I am trying to solve the following problem:

Let $X$ and $Y$ be two topological spaces. Recall that a function from $X$ to $Y$ is $\it{proper}$ if its pre-image of every compact subset of $Y$ is compact. Prove that if a function from $X$ to $Y$ is closed and its pre-image of each point is compact, then it is proper

I am having trouble doing this. Is this true or is another condition needed, such as $X$ being Hausdorff? I think the following is a counter example that shows that another condition is needed:

Take the interval $[0,1]$ of the real numbers. Take a countable subset $(x_n)_{n \geq 0}$. For each $x_n$ add to this space $n$ points and define a basis for this new space to consist of all open sets of $[0,1]$ with up to a single point replaced by one its copies. Then map this space to $[0,1]$ in the natural way. This natural function seems to be closed, but not proper. And its pre-image of any point is finite; thus, compact.

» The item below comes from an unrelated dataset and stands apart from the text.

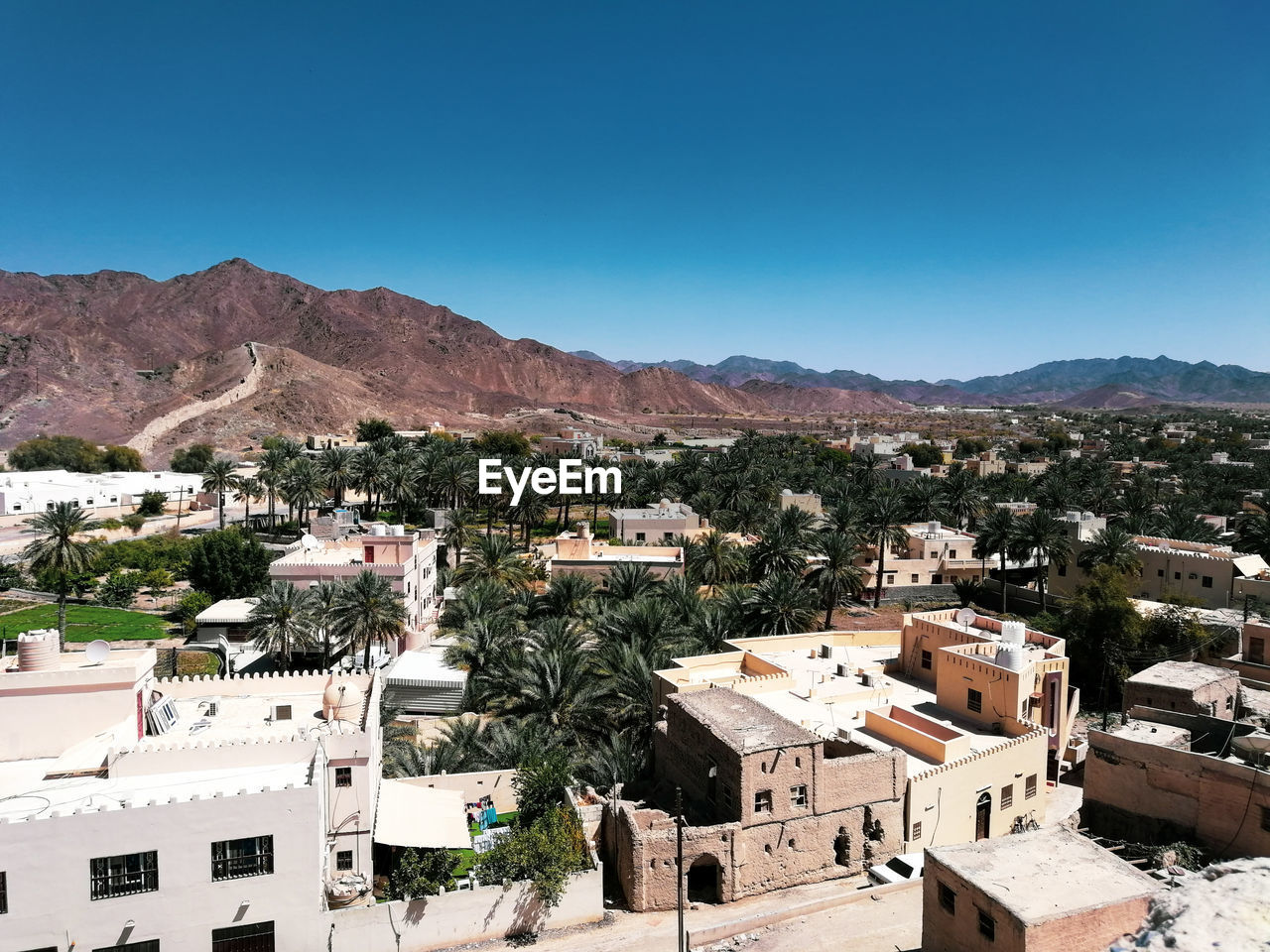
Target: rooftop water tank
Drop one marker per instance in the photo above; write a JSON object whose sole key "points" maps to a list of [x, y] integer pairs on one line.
{"points": [[37, 651]]}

Given that this counter example does work, what kind of conidition should be imposed? I will show what line of thought that I have developed to see what extra condition is needed for the proof:

Let $f$ be a closed function from $X$ to $Y$ such that its pre-image on each point is compact. Let $E$ be a compact subset of $Y$. Since the image of $X$ under $f$ is closed, the set $E$ interested with the image of $f$ is compact. This shows that without loss of generality, it can be assumed that $f$ is surjective. This also means that $f$ can be assumed to be open.

Since $f$ is open, any subset of $X$ that is bijective with $Y$ under $f$ is compact. I then want to try to separate $X$ up or break it down in a step-wise fashion that uses the condition that the pre-image of any point under $f$ is compact. But I cannot get any correspondence between the points that guarantees that such a step-wise method will terminate.

Does anyone know how to finish this proof with or without another reasonable condition? And if you do not know how to, do you know another way?

Answer 1

Show that $f: X \to Y$ is closed iff (we only need left to right)

$$\forall y \in Y: \forall O \subseteq X: (O \text{ open and } f^{-1}[\{y\}] \subseteq O) \implies \exists U \subseteq Y: U \text{ open }\land y \in U \land f^{-1}[U] \subseteq O$$

This can be seen by setting $U = Y\setminus f[X\setminus O]$ when $f$ is a closed map. Check the details that it works, or read this answer

Then if $f$ has compact fibres (inverse images of singletons are called fibres) and $C\subseteq Y$ is compact, then take an open cover $U_i, i \in I$ of $f^{-1}[C]$.
For each $y \in C$ finitely many $U_i$ cover its fibre $f^{-1}[\{y\}]$ by compactness of these fibres and set $O_y$ to be their union, and we get an open neighbourhood $U_y$ of $y$ with $f^{-1}[U_y] \subseteq O_y$ from the above criterion. Now apply compactness of $C$ to the cover of the $U_y$, and then define a finite subcover for the $U_i$.

I don't understand what your supposed example looks like; you'd need to describe it better, but I think the above proof sketch is watertight. Try it. Introduce some more notation!